Also, I'm not buying your excuse for why "private schools typically outperform public". If you've got some data to back up your contention then let's see it.
I'd also point out that private schools have a pretty strong incentive not to kick out problematic students, an incentive that doesn't apply to public schools, i.e. when the kid's gone the money stops. A school that discards all but the top ten percent of kids had better be able to survive on the revenue that ten percent brings in because that's all they're going to get. But if a school district can get those junior John Dillingers into school for just one day...
I see the mirror image of your observation as the true problem; school district have so little incentive to kick out pretty horrendous kids that those kids materially contribute to the poor showing of many municipal school districts.
Who do those disruptive kids trouble? Not the school board or the district superintendent. To a lesser degree, not the principal. The problem falls almost entirely on the teacher and why should the teacher's problems be a concern for the principal, the superintendent or the school board? It isn't as long as they can ignore the problem. On the basis of my observation the school can become unfit for livestock let alone human beings before the school board runs out of the ability to ignore the problem.
Well ... first ... public schools CAN'T kick students out for nonperformance or learning disabilities -- we take all comers. You can only expel a student from a public school for egregious criminal or dangerous, or prolonged bad behavior ... and then, they get shipped off to another public school
As to private schools? I don't have data. But it is a fairly obvious fact that people who go to them have parents who are paying tuition on top of the tax they pay to support their kids going to a public school they could have been going to at no additional cost. I don't need statistics to back that up.
and again, no statistics, but I've long held that the most important part of the education process is the parent...I think most teachers are at least pretty good at what they do ... but without the parent being concerned, you can have the greatest teacher in the world, but the student is apt not to learn as much as they could. By paying extra for education? Those parents are demonstrating they care --otherwise they wouldn't do it. so, they are likely to be a group of students who are more prone to success.
Lastly, my last teaching job was at avery good public high school right down the road from a very expensive private Catholic school. So frequently, I would take in students who had been at that school who for whatever reason (financial, behavioral, academic) and they would frequently enter my math class with an A or B ...and be completely unable to do anything. Their grades, with almost no exception would plummet. If you pay for school ... you expect to get good grades back ... and at least this private school seems to be okay with that. And winning football games.
Oh max, who are you trying to kid? Of course public schools can kick students out for nonperformance, learning disabilities or pretty much anything else. The law may say one thing but the law doesn't enforce itself. If a kid's a big enough pain in the butt then the district will simply assign him to an inconvenient school and not chase him when he stops showing up.
And of course parents are important but the public education system largely renders parents impotent depriving parents of their authority to oversee their child's education. Part of the draw of private schools is that parents are in a significantly stronger position to advocate for their children since it's the parents writing the checks.

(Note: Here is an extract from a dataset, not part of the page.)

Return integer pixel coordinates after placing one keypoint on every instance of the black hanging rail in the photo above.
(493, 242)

It's the that exercise of authority that's important and that differentiates a private, and a charter school, from the district schools. As I've pointed out before districts can afford, or at least could afford to be indifferent to parental concerns but by their nature private, and charter, schools can't afford to be so blasé about parental concerns.
One upset parent might not shut a private or charter school but ten parents represents a significant chunk of cash so private and charter schools are strongly motivated to be a bit more circumspect about parental sentiment then are school districts.
With regard to your experiences with refugees from that Catholic school, try not to contradict yourself in a single post.